Being black and coming from the same ghetto background as Freddie Luna (Harris, brilliant in the role), Liz knows exactly which buttons to push to win the kid’s trust and get him to sign on the dotted line. That cat-and-mouse seduction scene, beautifully played by both actors, is the best, most honest moment in the play, and would be better if Liz’s wingman (played with a bit too much gusto by Irene Sofia Lucio) weren’t in it.
But that’s as subtle as it gets in this overwrought drama, which director Lisa Peterson has pitched a couple of levels too high, too broad, and too loud. Making a good case for a rewrite, Liz is a remarkable character and Pittman has both the commitment and the stamina to take her on. The actress looks fantastic in her professional power outfits (provided by Jessica Pabst) and she prowls the stage like a tigress, giving vivid, caustic demonstrations of how she “lies, cheats, and steals” on her own behalf as much as her clients’. (When it’s suggested that she sing to an anxious client to calm his nerves, she snaps at him to “take a Xanax, like a grownup.”)
But Liz’s incessant braying, bragging and bullying becomes grating and finally feels phony. And although Harris couldn’t be more likeable as the naive rookie who can’t control his temper, that naivete, like Liz’s flamboyance, is seriously overdone.
Here’s where the breakdown in logic does its damage. Is there really a kid — especially one with a juvie record — who grew up in foster care in the roughest neighborhoods of New York who can’t figure out why his violent outbursts on national television are a game-changer? Or why the Knicks are less than thrilled when he knocks down their coach in public?

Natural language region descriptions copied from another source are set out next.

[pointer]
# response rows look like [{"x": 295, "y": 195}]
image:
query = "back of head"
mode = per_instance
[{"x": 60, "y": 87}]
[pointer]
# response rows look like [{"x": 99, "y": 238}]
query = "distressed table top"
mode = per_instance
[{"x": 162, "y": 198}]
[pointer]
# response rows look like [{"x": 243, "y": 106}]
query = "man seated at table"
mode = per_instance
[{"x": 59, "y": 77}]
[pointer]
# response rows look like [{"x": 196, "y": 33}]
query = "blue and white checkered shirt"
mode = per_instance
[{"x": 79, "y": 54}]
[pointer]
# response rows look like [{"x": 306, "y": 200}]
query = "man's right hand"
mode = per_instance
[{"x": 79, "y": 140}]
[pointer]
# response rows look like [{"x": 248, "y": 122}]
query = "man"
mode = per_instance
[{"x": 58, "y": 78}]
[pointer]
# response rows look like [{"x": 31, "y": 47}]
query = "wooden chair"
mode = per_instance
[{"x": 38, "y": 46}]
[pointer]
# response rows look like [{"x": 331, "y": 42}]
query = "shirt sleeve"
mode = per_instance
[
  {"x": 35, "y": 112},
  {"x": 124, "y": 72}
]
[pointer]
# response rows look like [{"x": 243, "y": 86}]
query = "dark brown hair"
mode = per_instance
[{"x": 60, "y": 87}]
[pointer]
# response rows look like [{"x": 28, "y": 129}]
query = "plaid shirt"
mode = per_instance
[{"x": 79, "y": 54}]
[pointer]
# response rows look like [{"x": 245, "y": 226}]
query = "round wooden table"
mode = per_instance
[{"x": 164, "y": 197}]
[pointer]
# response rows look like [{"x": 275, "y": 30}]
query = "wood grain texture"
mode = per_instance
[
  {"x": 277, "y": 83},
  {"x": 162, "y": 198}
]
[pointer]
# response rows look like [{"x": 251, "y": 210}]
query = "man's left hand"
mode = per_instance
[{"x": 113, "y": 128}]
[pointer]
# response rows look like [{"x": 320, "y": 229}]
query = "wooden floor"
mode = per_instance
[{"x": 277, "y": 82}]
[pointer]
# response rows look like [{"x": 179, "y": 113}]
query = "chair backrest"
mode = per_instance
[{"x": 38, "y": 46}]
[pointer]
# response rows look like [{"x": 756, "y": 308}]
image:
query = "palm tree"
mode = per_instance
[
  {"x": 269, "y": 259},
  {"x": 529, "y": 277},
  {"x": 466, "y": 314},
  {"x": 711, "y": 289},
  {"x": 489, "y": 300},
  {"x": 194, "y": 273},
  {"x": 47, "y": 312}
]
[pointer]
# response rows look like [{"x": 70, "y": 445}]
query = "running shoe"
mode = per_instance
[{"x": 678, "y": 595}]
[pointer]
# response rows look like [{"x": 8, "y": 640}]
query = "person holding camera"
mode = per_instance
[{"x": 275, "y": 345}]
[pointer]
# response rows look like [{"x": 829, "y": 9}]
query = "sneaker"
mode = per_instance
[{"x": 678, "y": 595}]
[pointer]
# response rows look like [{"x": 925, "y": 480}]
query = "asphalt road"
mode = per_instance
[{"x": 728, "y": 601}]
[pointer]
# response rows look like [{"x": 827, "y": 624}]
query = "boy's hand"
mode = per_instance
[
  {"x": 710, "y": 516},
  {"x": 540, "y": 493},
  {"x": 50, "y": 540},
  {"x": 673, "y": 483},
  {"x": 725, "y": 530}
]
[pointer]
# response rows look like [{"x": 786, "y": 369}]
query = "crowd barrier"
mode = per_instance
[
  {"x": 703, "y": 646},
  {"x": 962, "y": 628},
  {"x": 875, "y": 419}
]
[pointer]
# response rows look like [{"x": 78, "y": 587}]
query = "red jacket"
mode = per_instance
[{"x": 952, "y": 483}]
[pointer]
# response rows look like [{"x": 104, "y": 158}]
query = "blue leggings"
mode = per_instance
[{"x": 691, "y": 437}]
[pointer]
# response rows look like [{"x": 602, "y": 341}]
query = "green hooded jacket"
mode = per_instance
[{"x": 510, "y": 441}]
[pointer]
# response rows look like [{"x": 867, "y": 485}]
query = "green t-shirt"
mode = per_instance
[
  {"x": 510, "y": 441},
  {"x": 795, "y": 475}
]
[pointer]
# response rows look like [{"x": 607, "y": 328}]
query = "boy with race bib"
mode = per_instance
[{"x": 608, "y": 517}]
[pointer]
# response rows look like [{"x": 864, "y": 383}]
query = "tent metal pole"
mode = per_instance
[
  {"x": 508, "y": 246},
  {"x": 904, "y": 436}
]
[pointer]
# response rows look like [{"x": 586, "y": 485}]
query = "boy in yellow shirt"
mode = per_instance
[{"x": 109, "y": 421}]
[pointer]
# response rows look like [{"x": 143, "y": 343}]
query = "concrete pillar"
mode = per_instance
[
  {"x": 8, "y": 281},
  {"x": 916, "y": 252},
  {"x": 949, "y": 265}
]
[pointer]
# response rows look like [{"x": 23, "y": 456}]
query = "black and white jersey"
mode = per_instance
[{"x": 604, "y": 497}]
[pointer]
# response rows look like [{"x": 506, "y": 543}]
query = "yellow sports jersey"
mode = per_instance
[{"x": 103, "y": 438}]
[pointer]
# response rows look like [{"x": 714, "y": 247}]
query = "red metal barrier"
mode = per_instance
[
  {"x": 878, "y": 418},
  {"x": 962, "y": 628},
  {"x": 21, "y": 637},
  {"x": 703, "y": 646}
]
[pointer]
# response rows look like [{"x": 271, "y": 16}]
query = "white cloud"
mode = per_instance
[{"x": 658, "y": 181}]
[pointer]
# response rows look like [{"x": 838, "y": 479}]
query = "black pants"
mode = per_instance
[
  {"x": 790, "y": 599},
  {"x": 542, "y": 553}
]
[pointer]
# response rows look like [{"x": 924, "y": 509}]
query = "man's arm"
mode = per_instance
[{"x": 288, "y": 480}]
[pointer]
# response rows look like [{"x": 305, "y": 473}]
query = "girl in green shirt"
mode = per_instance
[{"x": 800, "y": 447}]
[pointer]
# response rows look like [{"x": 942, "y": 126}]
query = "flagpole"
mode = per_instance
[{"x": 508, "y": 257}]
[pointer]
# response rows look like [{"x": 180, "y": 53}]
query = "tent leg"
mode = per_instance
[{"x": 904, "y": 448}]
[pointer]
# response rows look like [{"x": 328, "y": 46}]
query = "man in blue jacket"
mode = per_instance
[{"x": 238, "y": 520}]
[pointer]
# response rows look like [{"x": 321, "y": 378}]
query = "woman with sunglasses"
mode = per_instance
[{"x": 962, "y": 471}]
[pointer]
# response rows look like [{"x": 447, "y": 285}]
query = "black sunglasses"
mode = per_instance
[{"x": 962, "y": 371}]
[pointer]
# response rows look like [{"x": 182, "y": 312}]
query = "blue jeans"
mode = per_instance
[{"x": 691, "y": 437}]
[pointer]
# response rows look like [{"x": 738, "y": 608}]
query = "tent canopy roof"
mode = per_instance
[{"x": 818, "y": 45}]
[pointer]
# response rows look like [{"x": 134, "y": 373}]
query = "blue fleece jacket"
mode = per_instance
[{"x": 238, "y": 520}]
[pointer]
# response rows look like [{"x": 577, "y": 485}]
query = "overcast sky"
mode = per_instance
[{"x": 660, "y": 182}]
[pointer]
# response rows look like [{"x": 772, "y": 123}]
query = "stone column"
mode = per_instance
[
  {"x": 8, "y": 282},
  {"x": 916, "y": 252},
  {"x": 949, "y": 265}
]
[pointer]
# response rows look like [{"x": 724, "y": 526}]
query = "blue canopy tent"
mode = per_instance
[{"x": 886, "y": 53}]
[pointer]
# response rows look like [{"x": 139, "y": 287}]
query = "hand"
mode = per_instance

Liz’s mentoring efforts are as artificially pumped up as Freddie’s ignorance. She keeps nagging the kid to trust her, only to abuse that trust. She’ll take the time to explain why he shouldn’t have blown off a meeting with someone who was offering him a multimillion-dollar endorsement deal. (He couldn’t figure that one out for himself?) But she never tries to show him how to behave outside the narrow world of the projects where they both grew up. There isn’t a single scene in which she takes the kid home for dinner or sits him down and talks to him like a real friend — except when it’s too late.